How Thinking Costs You - washingtonpost.com

Found this via Paul Kedrosky’s Weekend Reading post.

Really interesting stuff - given that people are really bad at making correct stock market predictions, the more information they know, the worse they perform.

We are — as I was four months ago when I logged on to my Schwab account — absurdly overconfident about what we think we know. We are — as I am now — reluctant to part with our losers, even though the tax code rewards us for doing so. We sell winners too soon, then we buy stocks that perform worse than the ones we sold. We get anchored on certain opinions about stocks and react too slowly to information that should change those beliefs. We believe things will happen based on how easily we can think of recent examples. (A hurricane just hit.
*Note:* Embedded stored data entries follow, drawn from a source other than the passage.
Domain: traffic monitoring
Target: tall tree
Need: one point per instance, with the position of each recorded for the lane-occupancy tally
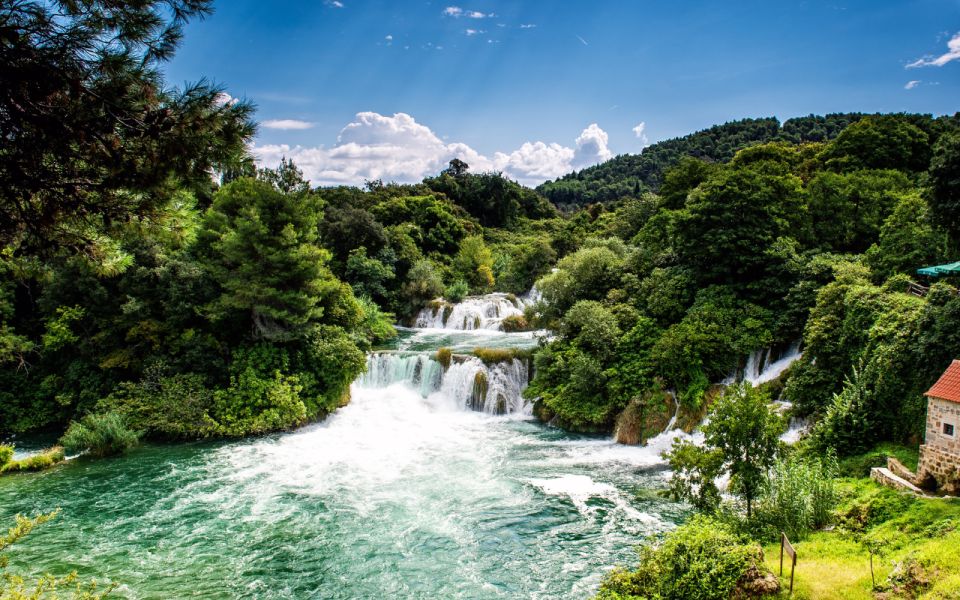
(261, 245)
(91, 136)
(945, 181)
(741, 439)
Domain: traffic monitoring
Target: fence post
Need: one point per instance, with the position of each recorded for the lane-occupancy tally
(786, 546)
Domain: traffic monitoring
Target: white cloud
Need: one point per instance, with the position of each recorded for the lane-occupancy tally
(286, 124)
(535, 162)
(225, 99)
(641, 132)
(952, 54)
(398, 148)
(457, 12)
(591, 147)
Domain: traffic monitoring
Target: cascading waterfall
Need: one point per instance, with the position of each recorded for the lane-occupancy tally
(417, 370)
(468, 382)
(475, 312)
(765, 365)
(494, 389)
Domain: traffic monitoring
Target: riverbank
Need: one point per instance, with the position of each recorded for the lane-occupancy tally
(915, 541)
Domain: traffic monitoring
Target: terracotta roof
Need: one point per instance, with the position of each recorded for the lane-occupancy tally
(948, 386)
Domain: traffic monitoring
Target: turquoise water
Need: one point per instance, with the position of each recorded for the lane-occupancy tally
(394, 496)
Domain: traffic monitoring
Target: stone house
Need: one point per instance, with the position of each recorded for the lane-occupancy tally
(940, 453)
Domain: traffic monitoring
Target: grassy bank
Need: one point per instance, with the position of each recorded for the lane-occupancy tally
(917, 542)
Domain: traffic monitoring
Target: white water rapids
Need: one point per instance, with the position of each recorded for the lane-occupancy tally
(409, 491)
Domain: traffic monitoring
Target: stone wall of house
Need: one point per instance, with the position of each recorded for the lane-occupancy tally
(940, 455)
(938, 412)
(942, 466)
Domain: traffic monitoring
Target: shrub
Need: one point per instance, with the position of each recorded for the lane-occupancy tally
(99, 434)
(172, 406)
(457, 291)
(37, 462)
(492, 356)
(444, 356)
(701, 560)
(515, 323)
(798, 496)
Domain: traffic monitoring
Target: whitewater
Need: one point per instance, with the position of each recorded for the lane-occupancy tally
(415, 489)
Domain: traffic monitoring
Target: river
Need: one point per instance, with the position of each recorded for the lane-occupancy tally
(404, 493)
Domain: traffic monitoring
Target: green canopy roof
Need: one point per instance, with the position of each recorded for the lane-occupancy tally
(937, 271)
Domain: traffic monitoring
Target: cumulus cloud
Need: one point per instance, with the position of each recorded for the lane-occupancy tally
(640, 132)
(952, 54)
(591, 147)
(457, 12)
(225, 99)
(398, 148)
(286, 124)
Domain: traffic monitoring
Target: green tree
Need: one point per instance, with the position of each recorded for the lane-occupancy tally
(743, 435)
(879, 142)
(732, 219)
(908, 239)
(474, 263)
(14, 587)
(945, 184)
(422, 285)
(704, 559)
(261, 246)
(91, 137)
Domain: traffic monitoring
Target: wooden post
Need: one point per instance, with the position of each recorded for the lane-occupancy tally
(786, 546)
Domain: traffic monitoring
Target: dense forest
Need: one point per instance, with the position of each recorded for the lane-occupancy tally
(154, 283)
(634, 174)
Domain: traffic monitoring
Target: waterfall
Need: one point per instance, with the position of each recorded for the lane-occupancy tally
(765, 365)
(475, 312)
(415, 369)
(494, 389)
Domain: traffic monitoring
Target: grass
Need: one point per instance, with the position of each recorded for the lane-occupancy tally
(836, 564)
(859, 466)
(492, 356)
(37, 462)
(515, 323)
(444, 355)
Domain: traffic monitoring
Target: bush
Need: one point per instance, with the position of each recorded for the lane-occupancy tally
(444, 356)
(457, 291)
(99, 434)
(492, 356)
(37, 462)
(172, 406)
(515, 323)
(798, 497)
(701, 560)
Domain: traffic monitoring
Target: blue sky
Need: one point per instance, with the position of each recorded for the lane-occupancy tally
(363, 89)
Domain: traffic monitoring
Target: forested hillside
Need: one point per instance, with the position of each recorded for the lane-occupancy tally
(634, 174)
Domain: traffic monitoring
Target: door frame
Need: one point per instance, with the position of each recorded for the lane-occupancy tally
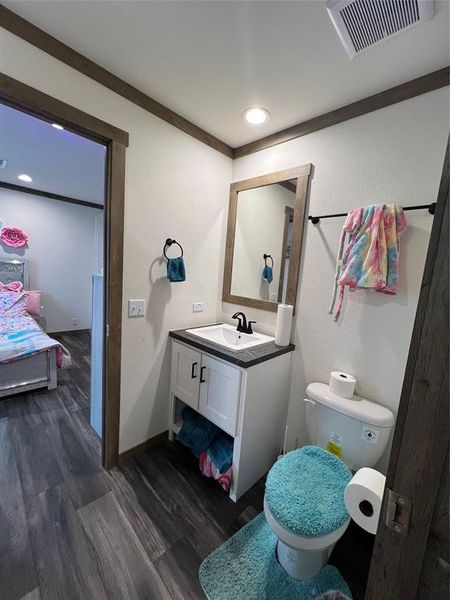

Another one will come soon.)

Behavioral economics studies these phenomena, and firms are counting on it.

For instance, Fuller & Thaler likes to pay close attention to analysts who may be anchored on a stock, not raising their earnings-per-share estimates enough even though positive information has come out about the company. Fuller & Thaler’s investment team pounces before the analysts realize they were wrong. As Kahneman said in an interview, “I think that betting on mistakes of people is a pretty safe bet.”

I wonder if this is true in other areas as well, like deciding on how to price items for sale on Etsy.